Documentation

📈 How does the K8stimator work?

The K8stimator only needs an API Token with access to "Read metrics (GET Requests to Metrics API v2)" and the tenant URL. The program will fetch all PGIs that lived in the specified time that ran in Kubernetes or OpenShift environments and mimic the DPS Algorithm stated in our documentation for Pod-hours and Gib-hours. It will do two queries per iteration, one for the Pod-hours another for the Gib-hours. The POD-hours are calculated with all pods that existed in the environment for the timeframe specified, the Gib-hours needs also the pods that existed in the enviroment but only those where an OneAgent technology existed, basically the PODs that were instrumented.

The resolution defines the datapoints or existance of a pod within the specified time, basically aswering the question how many times did PGI X lived in this timeframe with the specified resolution. For the Gib-hour query, the avg size of the memory is given and this will be rounded up to the next 0.25 Gib as stated in the algorithm used in our DPS documentation.
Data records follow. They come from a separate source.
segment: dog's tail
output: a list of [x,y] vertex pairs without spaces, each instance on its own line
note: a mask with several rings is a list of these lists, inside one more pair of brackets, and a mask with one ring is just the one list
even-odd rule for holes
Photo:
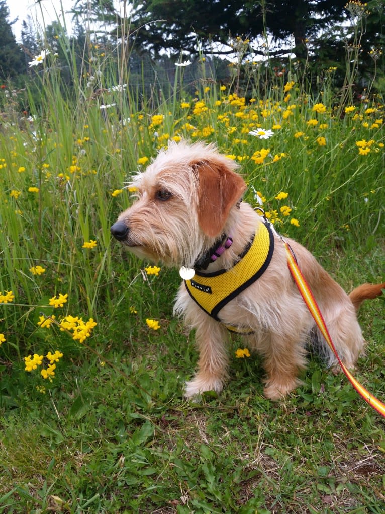
[[362,284],[353,289],[349,295],[354,308],[358,310],[364,300],[372,300],[382,294],[382,289],[385,289],[383,284]]

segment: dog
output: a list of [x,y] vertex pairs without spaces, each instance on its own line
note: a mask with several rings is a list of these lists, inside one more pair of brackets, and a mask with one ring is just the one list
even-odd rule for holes
[[[222,389],[230,332],[242,334],[247,348],[262,355],[264,394],[271,399],[301,383],[310,343],[328,366],[338,367],[290,274],[280,237],[242,201],[246,186],[238,167],[213,143],[170,142],[134,176],[130,186],[136,201],[111,227],[139,257],[181,268],[184,280],[174,314],[195,330],[199,354],[187,397]],[[340,358],[353,368],[364,348],[356,310],[385,284],[363,284],[348,296],[310,252],[286,241]]]

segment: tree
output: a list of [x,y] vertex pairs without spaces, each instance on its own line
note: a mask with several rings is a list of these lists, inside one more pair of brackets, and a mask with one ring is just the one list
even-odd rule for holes
[[[156,56],[164,49],[174,53],[196,52],[197,39],[203,49],[218,44],[214,53],[229,54],[229,36],[252,40],[268,34],[281,48],[273,56],[294,52],[305,58],[305,42],[321,29],[341,22],[346,0],[149,0],[134,2],[130,35]],[[294,37],[294,45],[288,44]],[[282,42],[285,44],[282,45]],[[265,49],[256,48],[261,56]],[[270,53],[272,55],[272,53]]]
[[8,21],[9,10],[5,0],[0,0],[0,79],[14,78],[25,71],[23,52],[16,42]]

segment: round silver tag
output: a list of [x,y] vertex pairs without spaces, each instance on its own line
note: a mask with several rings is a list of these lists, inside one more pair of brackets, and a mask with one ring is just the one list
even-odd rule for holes
[[195,274],[195,271],[192,268],[185,268],[182,266],[179,270],[179,274],[183,280],[191,280]]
Each iteration calculates the sum of Pod-hours and Gib-hours for the timeframe. It also calculates the short-living pods for verifying the accuracy of the resolution since the recommended resolution is 1 hour and not 15 minutes (as stated in the documentation). This because of increasing performance (reducing the payload by 400%) and avoiding metrics limitations without impacting the accuracy of the estimation. Normally a resolution of 1h in big environments is not bigger that 1%. Meaning only 1% of the short-living pods existed one time (had one data point) during the specified resolution, with this approach is possible to increase the resolution knowing how big the impact is in the accuracy. However, is good to know that the impact is just a higher impact on the consumption by calculating more data-points (Gib-hours) of the pod than they should which at the end will not result in unpredicted consumption to the customer. Still the goal is to be as accurate as possible, but if there is an inaccuracy, this should be at least in higher consumption and not the other way around.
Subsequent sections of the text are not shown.